無事に許可は取得できたものの、審査において形式的に整備したGQP(Good Quality Practice)およびGVP(Good Vigilance Practice)の手順書について、実務でどのように運用すればよいかが不明瞭であることに危機感を感じた担当者様が、インターネットで「化粧品業務専門の行政書士」を検索。
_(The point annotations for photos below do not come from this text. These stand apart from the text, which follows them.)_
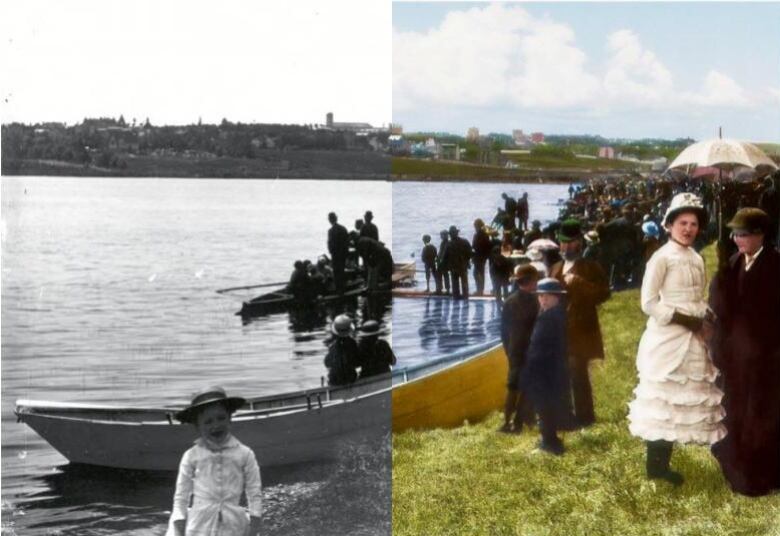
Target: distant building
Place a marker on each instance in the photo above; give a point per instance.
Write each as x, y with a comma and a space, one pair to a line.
520, 138
352, 127
607, 152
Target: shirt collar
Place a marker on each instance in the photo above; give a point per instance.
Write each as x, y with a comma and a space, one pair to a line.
230, 442
754, 256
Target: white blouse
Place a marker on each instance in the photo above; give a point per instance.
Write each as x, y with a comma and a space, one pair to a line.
215, 480
674, 281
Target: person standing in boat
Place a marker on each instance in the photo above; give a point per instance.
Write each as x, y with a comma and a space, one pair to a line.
369, 228
676, 399
376, 356
428, 256
215, 473
354, 234
338, 247
343, 358
522, 212
443, 262
459, 256
544, 377
481, 244
517, 322
300, 284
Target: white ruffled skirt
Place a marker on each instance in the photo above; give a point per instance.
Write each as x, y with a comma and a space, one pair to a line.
684, 407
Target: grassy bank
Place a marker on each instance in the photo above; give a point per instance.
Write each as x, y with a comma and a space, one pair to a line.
532, 168
473, 480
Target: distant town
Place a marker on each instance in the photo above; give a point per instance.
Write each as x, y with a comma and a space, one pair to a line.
350, 150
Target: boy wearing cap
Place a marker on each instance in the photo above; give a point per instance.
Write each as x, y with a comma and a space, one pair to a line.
517, 323
215, 472
544, 378
745, 296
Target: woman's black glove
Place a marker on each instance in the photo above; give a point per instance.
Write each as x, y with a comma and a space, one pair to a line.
691, 322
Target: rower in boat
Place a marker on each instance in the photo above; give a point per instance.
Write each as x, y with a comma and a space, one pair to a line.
343, 357
379, 263
376, 356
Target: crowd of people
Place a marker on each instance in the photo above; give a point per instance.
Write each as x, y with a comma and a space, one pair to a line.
709, 371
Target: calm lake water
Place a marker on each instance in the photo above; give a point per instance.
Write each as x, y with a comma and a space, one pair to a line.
108, 295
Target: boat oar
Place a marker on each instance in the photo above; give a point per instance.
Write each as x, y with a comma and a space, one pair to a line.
223, 290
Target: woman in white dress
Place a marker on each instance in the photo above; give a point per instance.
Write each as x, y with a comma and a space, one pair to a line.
676, 399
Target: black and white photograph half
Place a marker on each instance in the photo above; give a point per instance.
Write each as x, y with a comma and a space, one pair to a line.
196, 269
当事務所が化粧品製造販売業に関する豊富な実績を持ち、運用サポートにも対応していることに興味をお持ちくださり、お問い合わせをいただきました。
担当行政書士のコメント
ご依頼いただいた当初は「とりあえず許可を取得した」という状況で、実務面での運用に大きな不安を抱えていらっしゃいました。化粧品製造販売元としては法令遵守はもちろんのことGQP・GVPに基づく管理体制の運用が非常に重要です。
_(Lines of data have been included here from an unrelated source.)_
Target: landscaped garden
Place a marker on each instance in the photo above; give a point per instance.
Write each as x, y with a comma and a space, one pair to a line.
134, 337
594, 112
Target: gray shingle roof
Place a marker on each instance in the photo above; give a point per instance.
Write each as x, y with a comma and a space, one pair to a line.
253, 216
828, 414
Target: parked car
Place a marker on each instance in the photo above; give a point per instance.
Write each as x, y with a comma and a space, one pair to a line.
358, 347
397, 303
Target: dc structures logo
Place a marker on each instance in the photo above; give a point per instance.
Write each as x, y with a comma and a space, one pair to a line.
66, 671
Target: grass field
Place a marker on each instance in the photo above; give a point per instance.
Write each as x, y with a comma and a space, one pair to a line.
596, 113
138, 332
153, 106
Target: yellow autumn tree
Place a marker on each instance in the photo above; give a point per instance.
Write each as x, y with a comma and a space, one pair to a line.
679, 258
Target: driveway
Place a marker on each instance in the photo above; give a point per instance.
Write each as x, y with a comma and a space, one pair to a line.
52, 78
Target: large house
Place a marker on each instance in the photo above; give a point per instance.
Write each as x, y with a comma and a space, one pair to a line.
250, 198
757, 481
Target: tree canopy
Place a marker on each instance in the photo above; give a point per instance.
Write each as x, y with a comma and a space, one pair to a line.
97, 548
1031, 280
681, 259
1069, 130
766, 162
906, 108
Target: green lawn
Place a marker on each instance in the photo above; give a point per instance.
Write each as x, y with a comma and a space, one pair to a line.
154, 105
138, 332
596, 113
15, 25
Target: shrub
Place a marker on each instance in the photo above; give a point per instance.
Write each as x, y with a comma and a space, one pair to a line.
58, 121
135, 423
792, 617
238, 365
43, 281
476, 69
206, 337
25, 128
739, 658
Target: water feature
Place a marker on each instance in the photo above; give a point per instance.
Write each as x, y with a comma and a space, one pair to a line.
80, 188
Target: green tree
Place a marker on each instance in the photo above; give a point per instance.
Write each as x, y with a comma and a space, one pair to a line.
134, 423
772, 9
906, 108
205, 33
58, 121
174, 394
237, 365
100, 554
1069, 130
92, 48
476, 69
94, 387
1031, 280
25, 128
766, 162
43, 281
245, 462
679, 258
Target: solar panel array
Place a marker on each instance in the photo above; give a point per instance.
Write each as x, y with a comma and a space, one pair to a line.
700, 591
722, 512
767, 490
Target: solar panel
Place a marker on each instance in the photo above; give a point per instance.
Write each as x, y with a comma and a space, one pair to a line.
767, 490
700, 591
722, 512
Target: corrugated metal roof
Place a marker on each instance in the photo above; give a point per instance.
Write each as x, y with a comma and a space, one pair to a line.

特に製造販売後の品質・安全管理が適切に行われていない場合、法令違反のみならず企業の信用にも関わる重大なリスクを伴います。
当事務所としましては、まずはGQP・GVPの基本的な考え方や法的義務について関係者の皆様に丁寧に説明を行いました。単に手順書が存在するだけでは意味がなく、「なぜそれが必要なのか」「どのようなリスクを回避するためのものか」を理解していただくことからスタートしました。
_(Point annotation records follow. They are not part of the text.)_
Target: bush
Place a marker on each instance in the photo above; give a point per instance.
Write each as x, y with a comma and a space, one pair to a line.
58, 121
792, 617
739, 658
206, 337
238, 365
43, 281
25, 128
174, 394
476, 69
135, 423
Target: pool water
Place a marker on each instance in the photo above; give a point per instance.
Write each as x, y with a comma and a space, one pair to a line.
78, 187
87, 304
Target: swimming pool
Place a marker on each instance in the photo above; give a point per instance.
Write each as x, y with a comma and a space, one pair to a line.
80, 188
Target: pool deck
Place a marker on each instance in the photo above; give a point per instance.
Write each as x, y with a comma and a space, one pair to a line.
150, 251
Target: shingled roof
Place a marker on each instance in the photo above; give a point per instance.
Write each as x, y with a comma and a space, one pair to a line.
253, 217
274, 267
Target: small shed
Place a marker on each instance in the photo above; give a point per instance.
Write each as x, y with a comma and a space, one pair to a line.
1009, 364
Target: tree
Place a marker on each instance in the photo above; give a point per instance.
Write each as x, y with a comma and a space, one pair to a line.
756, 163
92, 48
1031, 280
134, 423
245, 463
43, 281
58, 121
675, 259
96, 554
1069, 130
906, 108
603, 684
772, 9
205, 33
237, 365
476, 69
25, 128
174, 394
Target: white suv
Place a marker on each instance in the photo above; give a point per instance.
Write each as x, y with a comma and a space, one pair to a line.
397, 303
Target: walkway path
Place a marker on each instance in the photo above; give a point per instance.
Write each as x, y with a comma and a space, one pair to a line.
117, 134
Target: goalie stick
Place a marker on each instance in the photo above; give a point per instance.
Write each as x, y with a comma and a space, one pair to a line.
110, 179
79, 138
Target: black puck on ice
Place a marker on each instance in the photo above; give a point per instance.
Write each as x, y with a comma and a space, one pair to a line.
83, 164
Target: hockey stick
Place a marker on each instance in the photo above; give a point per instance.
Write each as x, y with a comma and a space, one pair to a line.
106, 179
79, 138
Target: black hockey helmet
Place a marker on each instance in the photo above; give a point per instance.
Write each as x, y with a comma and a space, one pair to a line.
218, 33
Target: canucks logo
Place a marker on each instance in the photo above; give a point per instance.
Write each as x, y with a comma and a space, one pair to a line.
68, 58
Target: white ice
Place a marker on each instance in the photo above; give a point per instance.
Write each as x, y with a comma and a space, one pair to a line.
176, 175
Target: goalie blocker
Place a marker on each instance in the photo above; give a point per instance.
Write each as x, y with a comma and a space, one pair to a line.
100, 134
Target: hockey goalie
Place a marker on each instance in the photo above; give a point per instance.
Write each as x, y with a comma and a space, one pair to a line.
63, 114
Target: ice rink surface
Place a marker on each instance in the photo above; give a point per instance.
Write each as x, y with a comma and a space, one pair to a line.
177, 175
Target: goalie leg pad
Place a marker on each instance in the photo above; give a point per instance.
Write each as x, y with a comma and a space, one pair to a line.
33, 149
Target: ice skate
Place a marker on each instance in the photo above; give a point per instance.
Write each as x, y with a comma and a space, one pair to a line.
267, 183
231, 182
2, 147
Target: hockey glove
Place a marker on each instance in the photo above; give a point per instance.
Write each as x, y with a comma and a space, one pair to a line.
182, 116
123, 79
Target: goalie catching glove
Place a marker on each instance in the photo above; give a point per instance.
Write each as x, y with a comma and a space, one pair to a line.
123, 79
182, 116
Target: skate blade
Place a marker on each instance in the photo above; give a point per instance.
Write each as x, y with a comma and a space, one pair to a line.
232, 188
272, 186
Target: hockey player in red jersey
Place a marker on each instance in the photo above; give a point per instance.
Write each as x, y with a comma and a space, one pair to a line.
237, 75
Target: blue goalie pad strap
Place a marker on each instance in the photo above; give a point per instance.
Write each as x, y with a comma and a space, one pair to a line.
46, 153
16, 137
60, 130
既存の手順書の見直しを実施し、運用可能な形にブラッシュアップ。さらに製造販売元として必要な管理記録(品質管理記録、安全管理情報の収集・報告書類など)のひな形を新たに準備し、実務でどのように記録・管理していくのかを具体的に指導しました。
特に力を入れたのは、実際の運用を想定した「ロールプレイ」と「シミュレーション」です。
これにより、スタッフの皆様が日常業務の中で無理なく法令遵守を実践できる体制を整えることができました。
初期サポートだけでなく、月に1回のオンラインミーティングによる定期的なフォローアップを行い、業務運用の改善や疑問点への迅速な回答を行いました。
今後は法改正や業界動向についてもタイムリーな情報を提供し、常に最新の情報を元にコンプライアンス体制を維持できるよう、引き続き支援を続けてまいります。
お客様の声
「製造販売業許可を取得したものの、自分たちに適切な運用ができるのかという不安が強く、最初はとても心配でした。しかし、先生が丁寧に説明してくださり、GQPやGVPの意味や重要性についてもしっかり理解することができました。
手順書の見直しだけでなく、実際の運用方法まで具体的にアドバイスいただき、とても分かりやすかったです。今では自社で製造販売元としての責任をしっかりと果たしていける自信がつきました。
月に1回のフォローアップもとても心強く、常に相談できる安心感があります。今後も引き続きよろしくお願いしたいです。」